Charles resents the absence of Robby the Robot and the crew of the Seaview in contemporary "Lifestyle Imagery" and threatens to "go Jason Bourne on advertisers' asses" if things don't change.
Jim has been actively lobbying to take over the roles of the MOST INTERESTING MAN IN THE WORLD/Dos Equis guy and/or the Heineken party guy. He told both companies he qualifies because of his lifelong beer experiences.
The worst thing Rick15 did as a child was to go into the grocery store with a Magic Marker, find all of the jars of Smuckers and black out the SM's and replace it with an F.

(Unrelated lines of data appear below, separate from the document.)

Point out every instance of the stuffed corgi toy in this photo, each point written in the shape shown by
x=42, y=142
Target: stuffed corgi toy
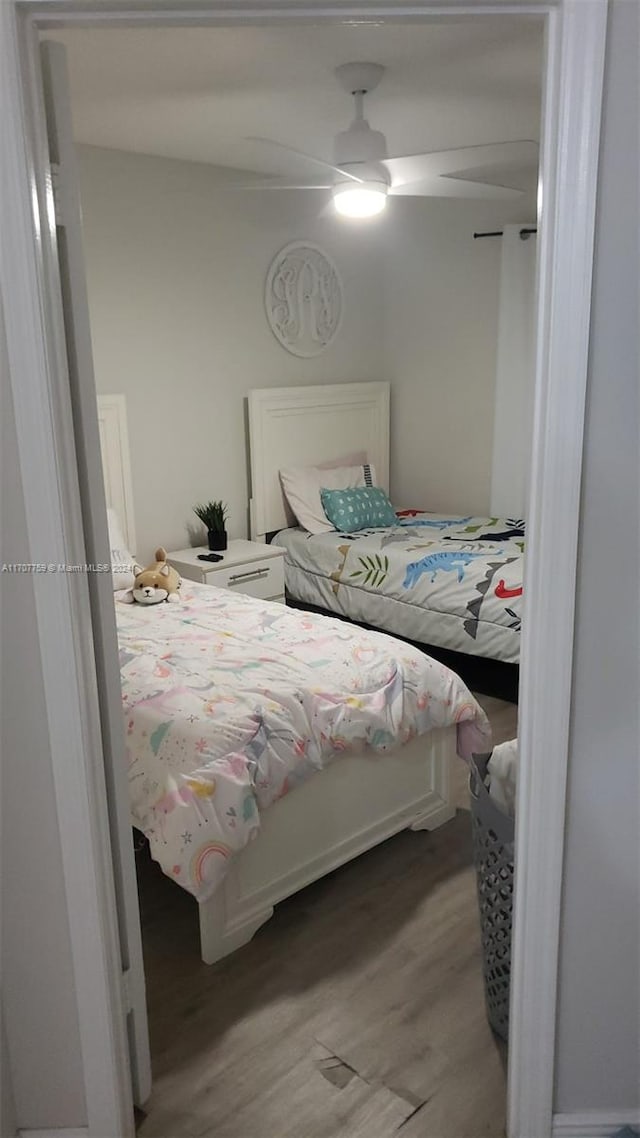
x=157, y=583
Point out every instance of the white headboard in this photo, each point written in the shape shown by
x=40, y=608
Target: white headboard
x=116, y=467
x=303, y=426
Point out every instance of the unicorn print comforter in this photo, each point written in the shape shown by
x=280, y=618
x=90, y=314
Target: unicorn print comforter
x=456, y=583
x=230, y=702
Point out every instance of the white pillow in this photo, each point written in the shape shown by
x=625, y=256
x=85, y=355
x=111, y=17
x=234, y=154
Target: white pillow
x=122, y=560
x=302, y=486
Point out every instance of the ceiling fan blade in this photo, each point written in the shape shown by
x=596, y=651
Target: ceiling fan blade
x=301, y=154
x=278, y=186
x=424, y=167
x=449, y=187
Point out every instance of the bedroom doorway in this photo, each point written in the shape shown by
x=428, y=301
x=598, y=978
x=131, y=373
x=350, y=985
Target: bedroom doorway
x=546, y=442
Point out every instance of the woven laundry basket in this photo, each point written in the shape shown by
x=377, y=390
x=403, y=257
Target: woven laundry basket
x=493, y=833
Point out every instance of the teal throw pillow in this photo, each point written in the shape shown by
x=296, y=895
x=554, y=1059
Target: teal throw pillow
x=360, y=508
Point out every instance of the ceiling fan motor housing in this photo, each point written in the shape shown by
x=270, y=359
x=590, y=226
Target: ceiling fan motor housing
x=359, y=143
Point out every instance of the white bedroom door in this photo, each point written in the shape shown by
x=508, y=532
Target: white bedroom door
x=70, y=260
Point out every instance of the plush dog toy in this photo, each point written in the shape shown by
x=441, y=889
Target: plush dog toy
x=157, y=583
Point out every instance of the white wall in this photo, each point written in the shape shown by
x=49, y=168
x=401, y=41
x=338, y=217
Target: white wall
x=598, y=1061
x=175, y=274
x=441, y=327
x=39, y=1006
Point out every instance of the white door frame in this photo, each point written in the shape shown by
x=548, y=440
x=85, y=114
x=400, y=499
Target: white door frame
x=575, y=47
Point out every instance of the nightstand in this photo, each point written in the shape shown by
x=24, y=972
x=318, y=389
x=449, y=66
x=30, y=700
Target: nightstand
x=246, y=567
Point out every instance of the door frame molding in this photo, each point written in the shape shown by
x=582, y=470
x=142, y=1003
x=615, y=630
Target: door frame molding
x=575, y=48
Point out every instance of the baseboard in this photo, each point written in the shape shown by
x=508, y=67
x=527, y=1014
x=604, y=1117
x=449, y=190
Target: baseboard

Last Christmas, Adam B. gave special ladies a coupon for a night of "loving" with him. He's getting a bit concerned as to why no one has yet cashed one in.
Jim had his hopes up of being the new spokesman for Slim Jim's, but the ghost of Macho Man Savage returned and gave him a third rope flying elbow, saying "NOOOO OOONNNEEE CAN REPLACE THE 'MACHO MAN'!"
Jim Phelps disguised himself and auditioned to be my Mrs. Robinson. However, when he crossed his legs on the bar stool, it dawned on him that he'd forgotten to shave them. Funny thing is, other than the hairy legs, Phelps looked damned good.